Some lunatics are shooting a Queen Mary horror movie on the haunted-ass Queen Mary
We can’t personally tell you the Queen Mary is haunted, but, having looked at its website, we can tell you that the Queen Mary would sure like you to think it’s haunted. The ocean liner, which operated as both a cruise ship and a transport ship for Allied troops during World War II from 1936 to 1967, currently operates as a hotel from its port in Long Beach, wearing Time’s naming of the vessel as one of 10 most haunted places in America like a badge of honor. Ghost tours abound, with guides touting the investigations of the ship’s spirits by the TV ghost bros of Ghost Hunters and Ghost Adventures.

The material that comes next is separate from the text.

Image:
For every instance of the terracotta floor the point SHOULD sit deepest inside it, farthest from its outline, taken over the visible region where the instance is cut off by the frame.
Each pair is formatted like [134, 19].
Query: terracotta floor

There’s talk of screams and slamming doors. There’s been sightings of a ghost girl’s nightly game of hide and seek. There’s even the oh-so-cinematic tale of a “Woman In White” who dances to a “silent orchestra.” Will they play a role in Rocket Science’s new horror movie about the ship? Or perhaps a cameo? Because, per The Hollywood Reporter, producers are planning to film The Queen Mary movie on the ship itself.
That sounds neat, but the gimmick serves only to mask the questionable talent behind the project. Gary Shore, who helmed the dire Dracula Untold in 2014, will direct the feature, and its producing team is currently swimming in the slew of Razzie nominations earned by last year’s lame-duck Winchester.
Per THR, the movie will follow a pair of photographers and their young son who “unleash a series of events that entwines their family with the ship’s dark past.” If they’re lucky, maybe they’ll bump into the Queen Mary’s “resident ship para investigator” along the way.